The comparison with NGS-based data further confirmed that the DE-miRNAs identified by us are authentic cancer related miRNAs in ccRCC and could provide potential biomarkers which await further wet lab validation. Moreover, the general DE-miRNA detection pipeline proposed herein is not limited to ccRCC, but also applicable to a wide range of other diseases.

In order to find novel miRNAs without previous annotation, we also tried to expand the list of POMA filter by lowering the threshold for active miRNA selection. We retrieved active microRNA shared in at least 2 of the 4 mRNA dataset. In this way, a less strict filter with more active miRNA is obtained, which might include some additional novel microRNAs worthy of further investigation. The expanded list of miRNAs is provided as Additional file 8.

The ability of miRNAs to target multiple target genes allows them to induce changes in various pathways and processes, which present a further level of mechanism by which ccRCC may be induced. Overlap analysis at different levels confirms that expression signatures across multiple datasets are more consistent at pathway level than at gene level. It’s been recognized cancer is a highly heterogeneous disease.

Single biomarker is unlikely to dictate diagnosis or prognosis success. Consequently, the future of cancer biomarker might rely on coordinated molecular changes instead [46]. As functionally related genes often display a coordinated expression to accomplish their roles in the cell [47, 48], one might expect that the inconsistent microRNA lists, when mapped to higher functional levels, could fall within the same functional modules, pathways or networks [49] and become more consistent.

Functional analysis revealed some biological processes which are preferentially targeted by the DE-miRNAs.

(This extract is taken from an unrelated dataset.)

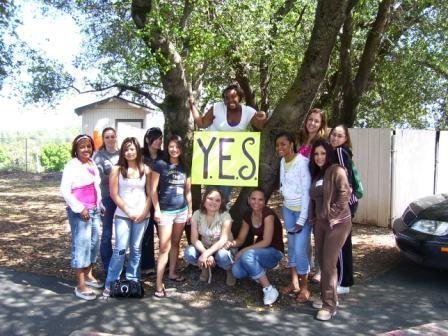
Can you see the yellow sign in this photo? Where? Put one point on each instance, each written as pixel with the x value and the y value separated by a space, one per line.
pixel 226 158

Interestingly, the top enriched GO terms are mostly involved in cell cycle regulation (e.g., G1/S transition). Aberrant expression of cell cycle regulators could possibly lead to deregulated cell cycle, which is a hallmark of cancer. It’s showed that cell cycle checkpoint regulators such as cyclins and cyclin-dependent kinases are coregulated by the DE-miRNAs. For example, miR-16 family is reported to trigger a cell cycle arrest by coordinately suppressing multiple cell cycle regulatory genes [50]. It’s worth noting that miR-16 happens to be among the 11 deregulated microRNAs identified in this study. All the evidences above corroborate the validity of the results of the present study.

To evaluate the relevance of the enriched GeneGo pathways in ccRCC, we performed text mining at pathway level as well as object level. Many of the objects that constitute the pathways are known to be critical in the renal carcinogenesis. In addition to the known pathways in RCC tumorigenesis, this study also identified 14 novel ccRCC related pathways. This is the first study demonstrating their relevance in ccRCC. The multiple pathway alterations identified suggest that the miRNAs are potentially regulating many of the necessary steps required by ccRCC development, from changes in the cellular cytoskeleton to regulating cell cycle as well as DNA damage. The cellular functions of these pathways are consistent with the current view on ccRCC pathogenesis. Therefore, these pathways could be a prospective source of novel drug targets and biomarkers. The inhibition of these pathways by synthetic antisense antagomirs provides potential therapeutic interventions in ccRCC.

Conclusions

In this study we created a bioinformatics framework and applied it to integrative analysis of multiple microRNA expression datasets. The methodology would hopefully improve the reproducibility of miRNAs across independent datasets. The DE-miRNAs and novel pathways identified herein might be candidate biomarkers and drug targets for ccRCC diagnosis and treatment.